GreenEdge General Manager Shayne Bannan told Cyclingnews that today's revelation from the UCI's Licensing Commission was "no surprise" and explained that this was just another step in the lengthy process of becoming Australia's first team in the WorldTour. Team management met with the Licensing Commission last week.

"We've been through a fairly rigorous application process and being a new team they're [the UCI] within their right to make sure everything is thorough, as it should be," he explained. "Again we're confident of supplying the documents that are needed and as urgently as possible."

While Bannan would not confirm just what was required by the UCI, Cyclingnews understands that the remaining requirements relate to minor detail and the additional paperwork would be provided to the governing body in coming days.

With the Pegasus Sports saga still fresh in the memory of many, today's announcement by the UCI did set alarm bells ringing for the Australian cycling community. Bannan rejected any calls for concern while admitting that GreenEdge may have been placed under the microscope with previous projects in mind.

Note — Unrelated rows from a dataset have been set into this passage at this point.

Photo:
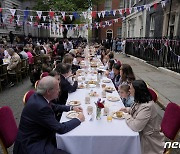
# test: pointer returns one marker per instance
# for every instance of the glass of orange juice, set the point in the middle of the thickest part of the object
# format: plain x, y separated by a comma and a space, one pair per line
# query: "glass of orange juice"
109, 116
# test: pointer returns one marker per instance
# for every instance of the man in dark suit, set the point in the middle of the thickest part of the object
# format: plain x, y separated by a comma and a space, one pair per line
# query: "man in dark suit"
36, 134
66, 87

"I think that could be a possibility but the UCI always had the intention to really step up that process with or without what happened to Pegasus, particularly with new teams and quite rightly so as well," he said. "I'd say that any new structure and team will come under more scrutiny than the teams that have been established.

"We understand completely that the application process has to be rigorous and pretty thorough because there's a lot at stake. You're employing up to 60 people in the organisation so the process by the UCI and Ernst & Young has to be quite thorough to be convinced that our structure has the ability to cope financially with the means to support such an organisation over a period of time."

Action from GreenEdge has not just been restricted to administration with development of the team's service course in Brugnello, around 10 kilometres away from home base in Varese.

"It's around 2000 square metres of space that we're turning into a mechanics area with various storerooms and plenty of room to park the fleet of vehicles that we have," Bannan explained. "In building a team, we've got a service course to organise, we've got vehicles to organise, equipment to come in and really we're starting from a clean slate to everything has to be built from the ground up.

"Generally once the competition starts everything should be in place. Then it's the job of the directors to make sure the riders are motivated and in good form and hopefully we can enjoy some racing."

Meantime, Bannan confirmed that an announcement regarding the GreenEdge women's team will be forthcoming mid-December.

"We remain pretty confident we'll be in the WorldTour peloton next year and it's really a waiting game now," Bannan concluded.